What happens
Richard interrupts the funeral procession of King Henry VI, whose corpse begins to bleed—a sign of unnatural evil. Richard seduces Lady Anne, widow of the prince he murdered, over her father-in-law's body. Against all reason, she agrees to marry him, astonished by his shameless wit and her own weakness. Richard exults in his conquest, planning to marry her briefly before pursuing young Elizabeth.
Why it matters
This scene establishes Richard's supreme power: rhetorical mastery so absolute it overrides logic, evidence, and moral revulsion. Lady Anne knows he murdered her husband and her father-in-law. She watches Henry's wounds reopen and bleed—a supernatural accusation. Yet Richard's cascade of flattery, false logic, and sheer audacity seduces her into consent. Shakespeare shows us both Richard's brilliance and the mechanism of his control: he makes his victim complicit in her own manipulation by offering her a version of reality (that he killed for love of her beauty) more flattering than her own grief. The scene is also deeply theatrical. Richard performs for us and for Anne simultaneously, his soliloquies admitting the fraud while his actions execute it flawlessly. We become his audience and co-conspirators, delighting in his shamelessness even as we recoil from his crimes.
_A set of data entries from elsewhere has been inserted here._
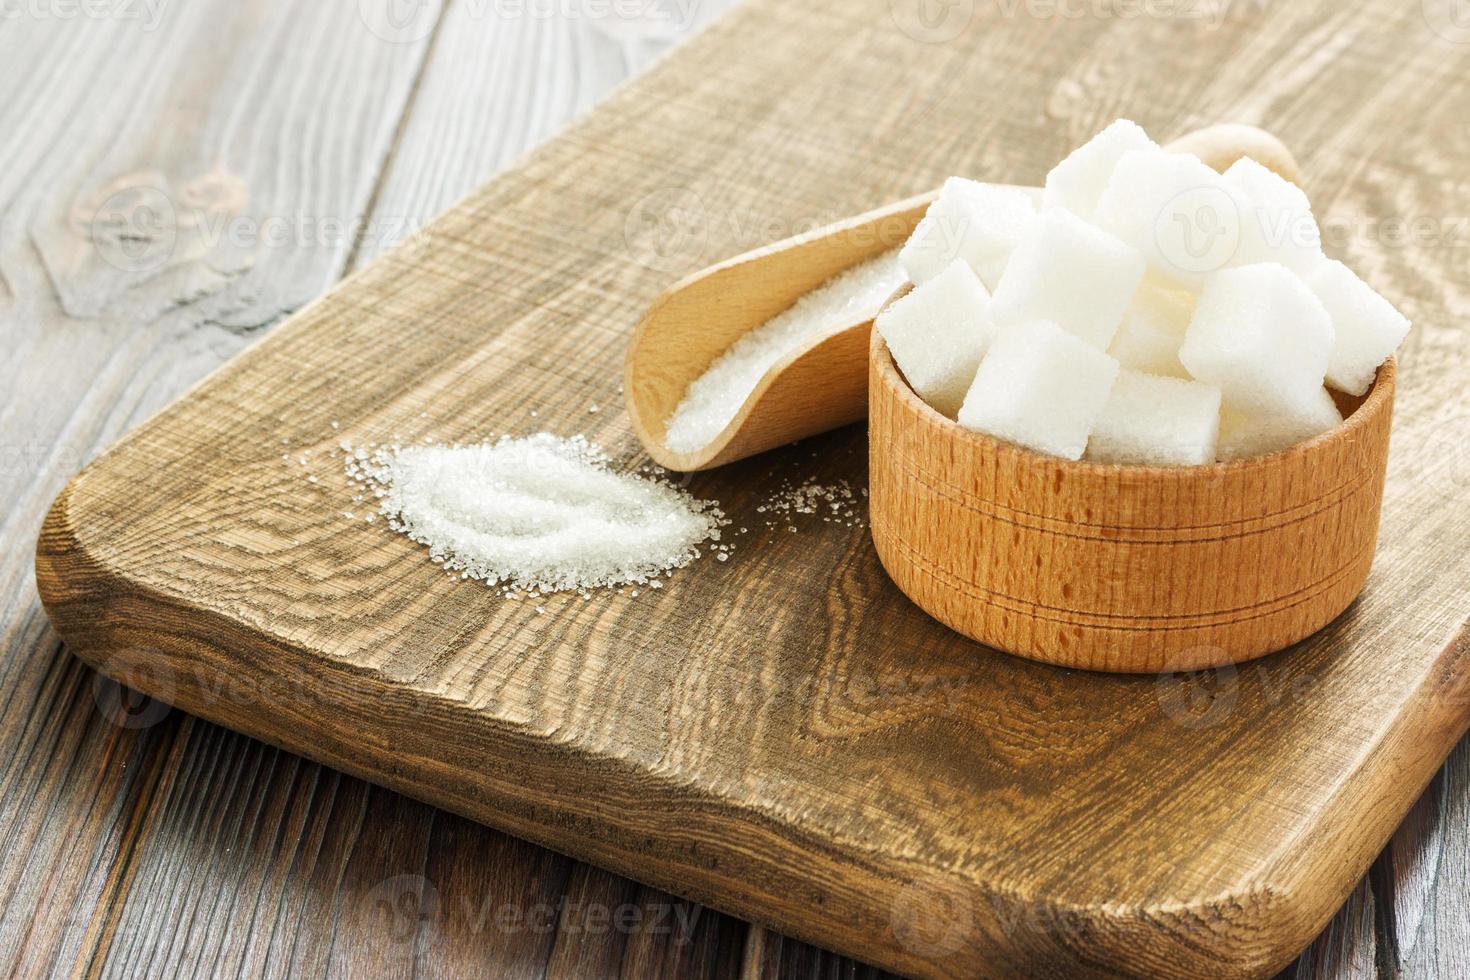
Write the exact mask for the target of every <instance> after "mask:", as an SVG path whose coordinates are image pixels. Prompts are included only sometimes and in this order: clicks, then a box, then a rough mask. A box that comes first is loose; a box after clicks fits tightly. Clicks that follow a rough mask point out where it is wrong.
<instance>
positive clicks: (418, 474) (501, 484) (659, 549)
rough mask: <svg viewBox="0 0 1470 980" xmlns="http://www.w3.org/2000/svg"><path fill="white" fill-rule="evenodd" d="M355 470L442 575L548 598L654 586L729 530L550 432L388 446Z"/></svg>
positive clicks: (390, 522) (406, 533) (350, 471)
mask: <svg viewBox="0 0 1470 980" xmlns="http://www.w3.org/2000/svg"><path fill="white" fill-rule="evenodd" d="M347 473H348V476H350V478H353V479H356V480H359V482H360V483H363V485H366V486H370V488H372V489H373V491H375V492H376V494H378V495H379V497H381V513H382V514H384V516H385V517H387V519H388V525H390V526H391V527H392V529H395V530H400V532H401V533H404V535H407V536H409V538H412V539H413V541H417V542H419V544H423V545H428V548H429V557H431V558H432V560H434V561H435V563H440V564H441V567H444V569H447V570H450V572H459V573H460V577H465V579H472V577H473V579H484V580H485V582H488V583H491V585H495V583H501V582H503V583H507V585H510V586H513V588H516V589H526V591H532V592H539V594H542V595H545V594H550V592H559V591H567V589H585V588H589V586H614V585H622V583H628V582H638V583H642V582H650V579H651V577H653V576H656V574H660V573H663V572H669V570H672V569H679V567H684V566H686V564H688V563H689V561H692V560H694V558H695V557H697V555H698V545H700V544H703V542H704V541H710V539H717V538H719V527H720V525H722V523H723V516H722V514H720V513H719V510H717V508H716V507H713V505H710V504H704V502H700V501H695V500H694V498H692V497H689V495H688V494H685V492H682V491H679V489H678V488H675V486H672V485H669V483H663V482H659V480H653V479H644V478H639V476H631V475H623V473H614V472H613V470H612V469H609V461H607V458H606V457H604V455H603V454H601V453H600V451H597V450H595V448H594V447H591V445H589V444H588V442H587V439H582V438H573V439H559V438H556V436H553V435H548V433H545V432H542V433H539V435H534V436H529V438H523V439H513V438H510V436H506V438H503V439H500V441H498V442H492V444H491V442H484V444H478V445H413V447H390V448H382V450H378V451H376V453H373V454H372V455H370V457H369V458H368V460H366V461H359V460H350V461H348V464H347Z"/></svg>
The bleeding corpse is the play's most potent symbol: Henry's wounds open in Richard's presence, suggesting that some evils cannot be hidden beneath smooth words. Yet Richard uses even this horror as a tool of seduction, reframing it as proof of his passion. This collision between supernatural judgment (the body's accusation) and Richard's rhetorical power (his ability to remake meaning) defines the play's central tension. Richard's victory here is complete but hollow—he has won Lady Anne's hand, but only as an accessory to his rise, not as a companion. His boast that he will not keep her long reveals his true motive: power, not love. The scene shows why Richard is dangerous: he does not merely lie; he makes lying beautiful, making victims grateful for their own betrayal.